Esquecem que a justiça foi criada para restaurar a ordem, não para perpetuar a ruína.
É precisamente nesse ponto que a exortação de São Paulo em 2 Coríntios 2,5-8 revela sua profundidade humana e espiritual.
Depois da correção, vem o perdão. Depois da repreensão, o consolo. Depois da queda, a possibilidade de recomeçar.
A vida ensina que ninguém amadurece sem tropeçar.
O erro é um mestre severo, mas frequentemente eficaz. Aquele que nunca reconheceu suas próprias fragilidades costuma ser duro com as fragilidades alheias.
Já quem conheceu a própria miséria aprende a olhar os outros com mais misericórdia.
O filósofo romano Sêneca observava que “errar é humano; persistir no erro é insensatez“.
A frase é conhecida, mas sua continuação lógica é menos lembrada: se alguém deixou de persistir no erro, qual a utilidade de mantê-lo eternamente acorrentado a ele?
Da mesma forma, Cícero advertia que “a maior vingança é não se assemelhar ao ofensor”.
Em muitas situações, a verdadeira superioridade moral não consiste em esmagar quem caiu, mas em oferecer a mão para que ele se levante.
A natureza parece compreender essa verdade melhor do que nós.
A árvore que perde folhas durante a estação difícil não é condenada à esterilidade perpétua. O rio que encontra uma pedra em seu curso não interrompe sua jornada para o mar. A aurora não consulta as trevas da noite anterior para decidir se nascerá novamente.
O ser humano, contudo, frequentemente resiste ao recomeço.
Às vezes, por orgulho; outras, por medo. Há quem tema conceder perdão porque confunde misericórdia com fraqueza.
Há quem recuse o próprio perdão porque acredita que sofrer indefinidamente é uma forma de expiar a culpa.
Entretanto, Santo Agostinho ensinava que “a esperança tem duas filhas formosas: a indignação e a coragem; a indignação para não aceitar as coisas como estão, e a coragem para transformá-las”.
O arrependimento autêntico exige ambas. Reconhecer o erro e, simultaneamente, ter coragem para construir algo novo.
Nenhuma existência digna é construída apenas com acertos.
As vidas mais fecundas costumam ser aquelas que souberam transformar fracassos em aprendizado, feridas em sabedoria e quedas em degraus.
Por isso, quando a consciência acusar excessivamente, lembre-se: a culpa pode ser uma bússola, mas não deve tornar-se uma prisão.

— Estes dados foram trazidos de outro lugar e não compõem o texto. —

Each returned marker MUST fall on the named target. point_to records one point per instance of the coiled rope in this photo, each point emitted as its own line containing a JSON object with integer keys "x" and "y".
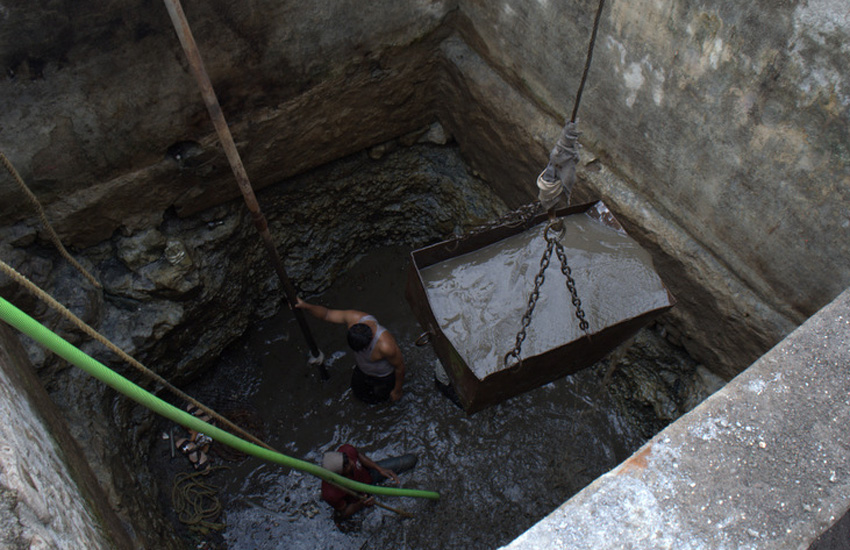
{"x": 80, "y": 324}
{"x": 45, "y": 222}
{"x": 55, "y": 343}
{"x": 196, "y": 502}
{"x": 13, "y": 313}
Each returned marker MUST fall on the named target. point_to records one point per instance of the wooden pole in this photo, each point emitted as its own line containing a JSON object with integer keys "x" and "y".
{"x": 184, "y": 33}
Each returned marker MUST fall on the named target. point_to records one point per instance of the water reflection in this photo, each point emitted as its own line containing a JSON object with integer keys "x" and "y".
{"x": 498, "y": 471}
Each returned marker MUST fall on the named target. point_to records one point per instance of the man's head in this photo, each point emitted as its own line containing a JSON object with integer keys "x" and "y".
{"x": 359, "y": 336}
{"x": 336, "y": 462}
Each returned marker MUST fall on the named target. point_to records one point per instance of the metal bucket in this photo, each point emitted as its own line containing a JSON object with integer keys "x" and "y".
{"x": 480, "y": 385}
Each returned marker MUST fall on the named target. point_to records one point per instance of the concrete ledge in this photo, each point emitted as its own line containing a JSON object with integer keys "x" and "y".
{"x": 763, "y": 463}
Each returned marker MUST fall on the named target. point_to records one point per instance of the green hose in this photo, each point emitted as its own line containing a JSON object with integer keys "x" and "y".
{"x": 67, "y": 351}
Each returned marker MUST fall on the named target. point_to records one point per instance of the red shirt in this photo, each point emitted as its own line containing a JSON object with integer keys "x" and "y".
{"x": 335, "y": 496}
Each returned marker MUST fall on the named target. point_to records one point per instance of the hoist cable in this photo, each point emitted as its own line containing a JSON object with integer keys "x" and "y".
{"x": 587, "y": 61}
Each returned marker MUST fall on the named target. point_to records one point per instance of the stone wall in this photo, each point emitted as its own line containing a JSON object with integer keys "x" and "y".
{"x": 717, "y": 132}
{"x": 48, "y": 495}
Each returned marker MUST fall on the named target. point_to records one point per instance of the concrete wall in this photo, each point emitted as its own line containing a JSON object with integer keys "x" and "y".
{"x": 761, "y": 464}
{"x": 716, "y": 132}
{"x": 48, "y": 495}
{"x": 727, "y": 121}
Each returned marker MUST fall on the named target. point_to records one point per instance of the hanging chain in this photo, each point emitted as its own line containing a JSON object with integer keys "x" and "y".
{"x": 571, "y": 286}
{"x": 552, "y": 243}
{"x": 532, "y": 302}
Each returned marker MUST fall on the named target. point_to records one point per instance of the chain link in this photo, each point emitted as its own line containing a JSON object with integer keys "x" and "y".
{"x": 532, "y": 302}
{"x": 571, "y": 287}
{"x": 552, "y": 243}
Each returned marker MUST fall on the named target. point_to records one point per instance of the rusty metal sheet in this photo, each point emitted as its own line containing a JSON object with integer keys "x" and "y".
{"x": 481, "y": 382}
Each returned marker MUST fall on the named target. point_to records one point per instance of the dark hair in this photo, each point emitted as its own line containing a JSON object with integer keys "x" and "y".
{"x": 359, "y": 336}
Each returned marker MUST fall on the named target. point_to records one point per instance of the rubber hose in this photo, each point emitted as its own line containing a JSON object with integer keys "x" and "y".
{"x": 47, "y": 338}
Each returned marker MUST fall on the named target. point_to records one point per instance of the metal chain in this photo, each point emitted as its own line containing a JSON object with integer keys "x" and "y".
{"x": 571, "y": 286}
{"x": 551, "y": 243}
{"x": 532, "y": 302}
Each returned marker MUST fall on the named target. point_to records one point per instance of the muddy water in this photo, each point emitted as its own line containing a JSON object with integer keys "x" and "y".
{"x": 498, "y": 471}
{"x": 479, "y": 298}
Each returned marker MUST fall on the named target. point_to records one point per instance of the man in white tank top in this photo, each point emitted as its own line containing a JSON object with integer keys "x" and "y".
{"x": 379, "y": 370}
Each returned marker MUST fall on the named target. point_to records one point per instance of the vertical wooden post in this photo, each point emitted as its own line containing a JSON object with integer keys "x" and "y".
{"x": 184, "y": 33}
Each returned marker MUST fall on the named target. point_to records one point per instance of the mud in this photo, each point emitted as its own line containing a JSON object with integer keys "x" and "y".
{"x": 498, "y": 471}
{"x": 479, "y": 298}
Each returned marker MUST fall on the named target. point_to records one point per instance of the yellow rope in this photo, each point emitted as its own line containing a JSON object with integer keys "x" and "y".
{"x": 195, "y": 502}
{"x": 79, "y": 323}
{"x": 51, "y": 233}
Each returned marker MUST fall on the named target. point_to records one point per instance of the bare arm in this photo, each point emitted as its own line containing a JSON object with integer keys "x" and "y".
{"x": 347, "y": 510}
{"x": 341, "y": 316}
{"x": 369, "y": 463}
{"x": 389, "y": 350}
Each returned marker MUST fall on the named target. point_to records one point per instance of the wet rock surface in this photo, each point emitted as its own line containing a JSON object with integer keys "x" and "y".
{"x": 498, "y": 471}
{"x": 177, "y": 294}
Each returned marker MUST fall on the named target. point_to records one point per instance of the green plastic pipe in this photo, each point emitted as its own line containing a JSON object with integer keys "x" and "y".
{"x": 47, "y": 338}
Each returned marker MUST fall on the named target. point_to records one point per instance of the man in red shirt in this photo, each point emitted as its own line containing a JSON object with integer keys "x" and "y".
{"x": 353, "y": 464}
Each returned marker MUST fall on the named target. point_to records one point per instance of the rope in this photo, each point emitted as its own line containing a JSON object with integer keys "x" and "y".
{"x": 196, "y": 503}
{"x": 50, "y": 340}
{"x": 44, "y": 221}
{"x": 27, "y": 284}
{"x": 80, "y": 324}
{"x": 587, "y": 61}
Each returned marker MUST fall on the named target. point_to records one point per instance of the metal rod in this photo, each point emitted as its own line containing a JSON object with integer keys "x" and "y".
{"x": 184, "y": 33}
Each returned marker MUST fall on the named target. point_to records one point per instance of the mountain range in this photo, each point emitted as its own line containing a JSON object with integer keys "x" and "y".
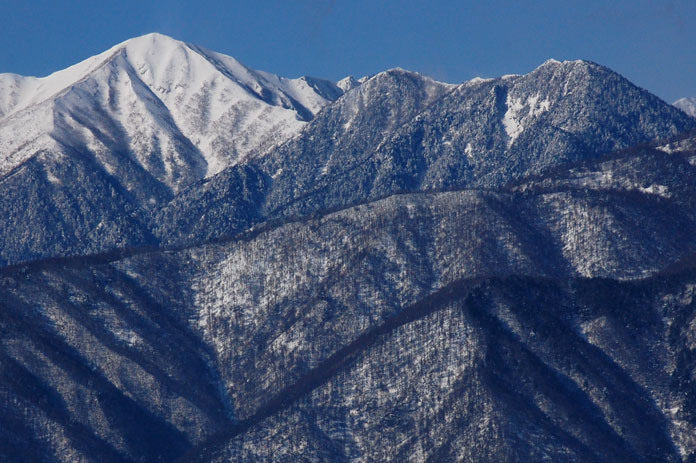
{"x": 204, "y": 262}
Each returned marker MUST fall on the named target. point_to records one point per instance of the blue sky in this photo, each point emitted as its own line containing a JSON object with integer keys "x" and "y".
{"x": 653, "y": 43}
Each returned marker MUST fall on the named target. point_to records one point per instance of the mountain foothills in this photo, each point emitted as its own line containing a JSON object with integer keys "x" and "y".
{"x": 206, "y": 263}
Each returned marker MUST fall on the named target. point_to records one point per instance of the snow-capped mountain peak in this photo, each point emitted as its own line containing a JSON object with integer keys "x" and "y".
{"x": 181, "y": 112}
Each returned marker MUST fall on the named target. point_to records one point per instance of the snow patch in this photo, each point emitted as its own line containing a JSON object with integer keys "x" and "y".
{"x": 513, "y": 127}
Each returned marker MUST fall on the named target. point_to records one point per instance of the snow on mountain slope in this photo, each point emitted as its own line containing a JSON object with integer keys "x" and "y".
{"x": 688, "y": 105}
{"x": 177, "y": 111}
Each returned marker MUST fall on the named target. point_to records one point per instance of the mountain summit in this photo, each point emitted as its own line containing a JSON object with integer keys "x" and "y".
{"x": 173, "y": 110}
{"x": 200, "y": 262}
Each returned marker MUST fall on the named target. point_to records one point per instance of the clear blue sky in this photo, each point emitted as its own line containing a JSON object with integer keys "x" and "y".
{"x": 653, "y": 43}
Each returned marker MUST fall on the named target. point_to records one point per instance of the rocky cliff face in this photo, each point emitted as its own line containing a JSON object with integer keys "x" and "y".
{"x": 424, "y": 272}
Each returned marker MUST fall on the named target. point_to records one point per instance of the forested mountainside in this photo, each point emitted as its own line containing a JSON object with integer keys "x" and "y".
{"x": 501, "y": 270}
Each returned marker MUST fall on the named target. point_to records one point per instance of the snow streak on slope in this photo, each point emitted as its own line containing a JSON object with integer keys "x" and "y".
{"x": 688, "y": 105}
{"x": 179, "y": 111}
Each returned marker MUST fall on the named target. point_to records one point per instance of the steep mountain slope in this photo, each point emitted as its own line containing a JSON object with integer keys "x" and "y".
{"x": 384, "y": 269}
{"x": 405, "y": 323}
{"x": 482, "y": 133}
{"x": 688, "y": 105}
{"x": 129, "y": 128}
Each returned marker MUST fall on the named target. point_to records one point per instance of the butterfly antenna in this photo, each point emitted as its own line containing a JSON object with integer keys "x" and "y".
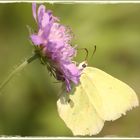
{"x": 86, "y": 51}
{"x": 94, "y": 50}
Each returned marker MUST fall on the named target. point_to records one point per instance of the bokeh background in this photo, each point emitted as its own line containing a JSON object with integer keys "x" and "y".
{"x": 28, "y": 102}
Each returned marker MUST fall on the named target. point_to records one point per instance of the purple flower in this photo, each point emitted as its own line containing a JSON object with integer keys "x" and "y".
{"x": 53, "y": 40}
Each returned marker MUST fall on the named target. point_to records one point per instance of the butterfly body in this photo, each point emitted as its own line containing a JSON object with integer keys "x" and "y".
{"x": 98, "y": 98}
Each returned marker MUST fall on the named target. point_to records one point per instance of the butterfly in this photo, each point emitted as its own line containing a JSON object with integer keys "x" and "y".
{"x": 99, "y": 97}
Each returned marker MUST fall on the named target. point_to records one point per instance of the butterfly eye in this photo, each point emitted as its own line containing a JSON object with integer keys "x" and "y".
{"x": 84, "y": 65}
{"x": 70, "y": 102}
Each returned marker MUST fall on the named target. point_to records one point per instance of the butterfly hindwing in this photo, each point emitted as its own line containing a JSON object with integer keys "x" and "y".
{"x": 110, "y": 96}
{"x": 78, "y": 113}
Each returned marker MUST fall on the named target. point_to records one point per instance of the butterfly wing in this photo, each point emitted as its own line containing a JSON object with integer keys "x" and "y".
{"x": 78, "y": 113}
{"x": 110, "y": 96}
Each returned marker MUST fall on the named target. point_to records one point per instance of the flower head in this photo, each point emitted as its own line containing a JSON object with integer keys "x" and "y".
{"x": 53, "y": 41}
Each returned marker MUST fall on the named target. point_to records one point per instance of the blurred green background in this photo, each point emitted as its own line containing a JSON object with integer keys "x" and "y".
{"x": 28, "y": 103}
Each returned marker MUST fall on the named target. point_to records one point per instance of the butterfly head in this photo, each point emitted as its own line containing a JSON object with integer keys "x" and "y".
{"x": 83, "y": 65}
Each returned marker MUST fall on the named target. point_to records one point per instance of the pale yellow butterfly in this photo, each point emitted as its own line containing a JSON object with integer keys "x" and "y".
{"x": 98, "y": 98}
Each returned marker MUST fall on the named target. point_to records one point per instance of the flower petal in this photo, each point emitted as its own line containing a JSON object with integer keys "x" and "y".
{"x": 34, "y": 10}
{"x": 37, "y": 40}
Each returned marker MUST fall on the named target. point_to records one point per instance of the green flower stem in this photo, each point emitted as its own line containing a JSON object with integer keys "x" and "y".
{"x": 18, "y": 69}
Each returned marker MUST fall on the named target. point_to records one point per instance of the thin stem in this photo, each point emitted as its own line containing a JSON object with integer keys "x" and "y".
{"x": 18, "y": 69}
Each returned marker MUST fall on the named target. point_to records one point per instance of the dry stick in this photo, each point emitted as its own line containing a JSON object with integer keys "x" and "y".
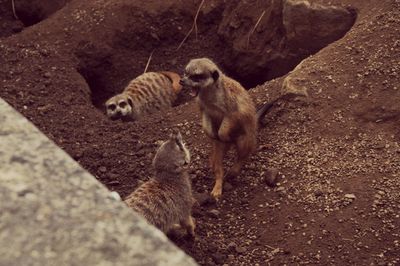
{"x": 13, "y": 7}
{"x": 148, "y": 61}
{"x": 194, "y": 26}
{"x": 255, "y": 27}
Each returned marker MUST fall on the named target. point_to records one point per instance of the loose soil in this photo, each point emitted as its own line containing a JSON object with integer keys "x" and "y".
{"x": 337, "y": 153}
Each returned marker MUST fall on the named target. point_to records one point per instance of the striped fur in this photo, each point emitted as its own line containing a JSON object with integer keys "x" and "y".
{"x": 146, "y": 93}
{"x": 166, "y": 199}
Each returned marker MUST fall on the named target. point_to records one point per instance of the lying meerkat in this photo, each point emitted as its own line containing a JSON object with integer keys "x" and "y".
{"x": 146, "y": 93}
{"x": 166, "y": 199}
{"x": 228, "y": 114}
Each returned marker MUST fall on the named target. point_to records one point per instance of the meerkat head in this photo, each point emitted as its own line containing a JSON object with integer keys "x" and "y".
{"x": 200, "y": 73}
{"x": 172, "y": 155}
{"x": 119, "y": 106}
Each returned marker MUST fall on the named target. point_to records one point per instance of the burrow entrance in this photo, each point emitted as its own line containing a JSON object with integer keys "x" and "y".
{"x": 250, "y": 46}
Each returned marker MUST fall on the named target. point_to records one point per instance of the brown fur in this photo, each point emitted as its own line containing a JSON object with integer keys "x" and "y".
{"x": 146, "y": 93}
{"x": 166, "y": 199}
{"x": 228, "y": 116}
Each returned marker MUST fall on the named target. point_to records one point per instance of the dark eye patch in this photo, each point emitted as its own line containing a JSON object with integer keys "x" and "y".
{"x": 197, "y": 77}
{"x": 112, "y": 107}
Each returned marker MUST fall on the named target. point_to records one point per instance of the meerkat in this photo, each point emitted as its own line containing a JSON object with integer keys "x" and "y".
{"x": 166, "y": 199}
{"x": 228, "y": 115}
{"x": 146, "y": 93}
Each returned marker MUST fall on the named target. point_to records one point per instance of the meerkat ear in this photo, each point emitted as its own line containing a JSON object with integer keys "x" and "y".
{"x": 177, "y": 136}
{"x": 215, "y": 75}
{"x": 130, "y": 102}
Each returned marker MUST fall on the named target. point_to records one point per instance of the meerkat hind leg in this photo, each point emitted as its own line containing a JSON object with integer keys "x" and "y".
{"x": 245, "y": 145}
{"x": 218, "y": 152}
{"x": 190, "y": 225}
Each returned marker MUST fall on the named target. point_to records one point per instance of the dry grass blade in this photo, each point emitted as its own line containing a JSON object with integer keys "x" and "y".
{"x": 148, "y": 62}
{"x": 194, "y": 26}
{"x": 254, "y": 28}
{"x": 13, "y": 8}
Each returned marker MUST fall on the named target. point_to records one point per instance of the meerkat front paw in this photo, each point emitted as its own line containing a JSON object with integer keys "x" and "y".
{"x": 216, "y": 193}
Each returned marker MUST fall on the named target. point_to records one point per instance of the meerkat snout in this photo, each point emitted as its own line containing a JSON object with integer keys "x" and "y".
{"x": 200, "y": 73}
{"x": 119, "y": 106}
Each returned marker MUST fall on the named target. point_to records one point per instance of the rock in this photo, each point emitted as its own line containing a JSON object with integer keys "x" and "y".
{"x": 227, "y": 186}
{"x": 102, "y": 169}
{"x": 241, "y": 250}
{"x": 271, "y": 177}
{"x": 47, "y": 75}
{"x": 231, "y": 246}
{"x": 202, "y": 198}
{"x": 350, "y": 197}
{"x": 318, "y": 193}
{"x": 218, "y": 257}
{"x": 297, "y": 29}
{"x": 214, "y": 213}
{"x": 62, "y": 200}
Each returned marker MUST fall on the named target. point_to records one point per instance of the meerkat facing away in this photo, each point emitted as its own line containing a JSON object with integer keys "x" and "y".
{"x": 228, "y": 115}
{"x": 166, "y": 199}
{"x": 146, "y": 93}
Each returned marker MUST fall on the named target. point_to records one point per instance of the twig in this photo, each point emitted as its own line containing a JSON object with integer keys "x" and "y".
{"x": 13, "y": 7}
{"x": 194, "y": 26}
{"x": 254, "y": 28}
{"x": 148, "y": 62}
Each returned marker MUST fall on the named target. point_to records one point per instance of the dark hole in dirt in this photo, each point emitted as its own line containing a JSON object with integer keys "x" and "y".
{"x": 31, "y": 12}
{"x": 9, "y": 25}
{"x": 108, "y": 68}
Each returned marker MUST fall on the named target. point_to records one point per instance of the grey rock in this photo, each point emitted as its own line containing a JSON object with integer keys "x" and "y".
{"x": 271, "y": 177}
{"x": 53, "y": 212}
{"x": 214, "y": 213}
{"x": 227, "y": 186}
{"x": 241, "y": 250}
{"x": 298, "y": 30}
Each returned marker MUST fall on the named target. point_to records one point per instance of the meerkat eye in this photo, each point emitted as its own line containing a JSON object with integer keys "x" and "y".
{"x": 111, "y": 107}
{"x": 197, "y": 77}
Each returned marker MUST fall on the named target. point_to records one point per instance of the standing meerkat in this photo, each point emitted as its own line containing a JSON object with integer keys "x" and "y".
{"x": 166, "y": 199}
{"x": 146, "y": 93}
{"x": 228, "y": 116}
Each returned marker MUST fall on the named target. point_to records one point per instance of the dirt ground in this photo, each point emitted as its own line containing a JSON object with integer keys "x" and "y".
{"x": 337, "y": 153}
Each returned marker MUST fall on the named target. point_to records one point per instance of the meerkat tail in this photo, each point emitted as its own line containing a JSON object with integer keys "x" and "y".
{"x": 263, "y": 110}
{"x": 175, "y": 78}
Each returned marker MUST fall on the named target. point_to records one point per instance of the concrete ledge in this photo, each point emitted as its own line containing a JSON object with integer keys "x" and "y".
{"x": 53, "y": 212}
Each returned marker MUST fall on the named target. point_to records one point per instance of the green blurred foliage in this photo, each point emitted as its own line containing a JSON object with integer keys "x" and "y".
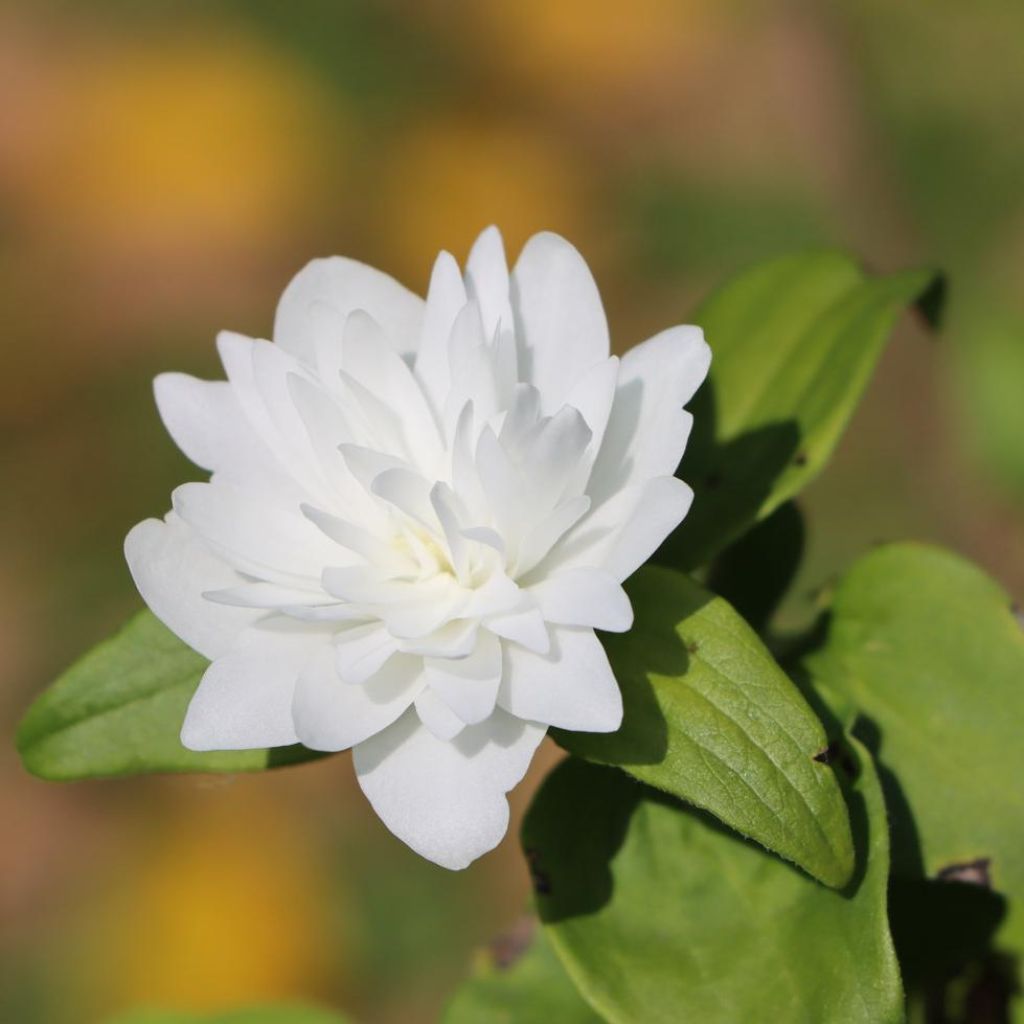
{"x": 721, "y": 134}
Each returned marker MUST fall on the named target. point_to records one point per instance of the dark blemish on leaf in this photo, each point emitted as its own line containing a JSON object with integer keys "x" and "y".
{"x": 539, "y": 877}
{"x": 838, "y": 755}
{"x": 973, "y": 872}
{"x": 508, "y": 947}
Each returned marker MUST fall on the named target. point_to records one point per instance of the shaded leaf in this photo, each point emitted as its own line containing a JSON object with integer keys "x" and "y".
{"x": 662, "y": 915}
{"x": 711, "y": 718}
{"x": 532, "y": 987}
{"x": 118, "y": 711}
{"x": 928, "y": 649}
{"x": 795, "y": 341}
{"x": 755, "y": 572}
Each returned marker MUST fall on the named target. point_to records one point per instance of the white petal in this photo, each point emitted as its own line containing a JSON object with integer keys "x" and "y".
{"x": 549, "y": 531}
{"x": 367, "y": 357}
{"x": 256, "y": 538}
{"x": 487, "y": 281}
{"x": 244, "y": 699}
{"x": 172, "y": 568}
{"x": 331, "y": 715}
{"x": 560, "y": 322}
{"x": 437, "y": 717}
{"x": 468, "y": 685}
{"x": 584, "y": 597}
{"x": 553, "y": 459}
{"x": 571, "y": 686}
{"x": 361, "y": 651}
{"x": 361, "y": 542}
{"x": 446, "y": 800}
{"x": 593, "y": 395}
{"x": 444, "y": 298}
{"x": 662, "y": 507}
{"x": 454, "y": 639}
{"x": 625, "y": 531}
{"x": 206, "y": 421}
{"x": 526, "y": 628}
{"x": 408, "y": 492}
{"x": 648, "y": 427}
{"x": 340, "y": 286}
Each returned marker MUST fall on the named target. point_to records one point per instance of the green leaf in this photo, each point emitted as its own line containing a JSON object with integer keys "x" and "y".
{"x": 711, "y": 718}
{"x": 118, "y": 711}
{"x": 795, "y": 341}
{"x": 284, "y": 1014}
{"x": 754, "y": 573}
{"x": 928, "y": 648}
{"x": 518, "y": 986}
{"x": 660, "y": 915}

E quando alguém próximo demonstrar sincero arrependimento, recorde-se de que a firmeza que corrige alcança sua plenitude na bondade que restaura.
Afinal, como escreveu Victor Hugo,“a suprema felicidade da vida é ter a convicção de ser amado apesar de si mesmo”.
Talvez seja esse o milagre silencioso que sustenta as relações humanas: descobrir que, embora imperfeitos, continuamos capazes de recomeçar.
Porque a pedra pode ensinar uma lição.
Mas é a ponte que permite seguir adiante.
E toda alma que encontra coragem para levantar-se novamente já deu o primeiro passo rumo a um futuro melhor do que o passado que a derrubou.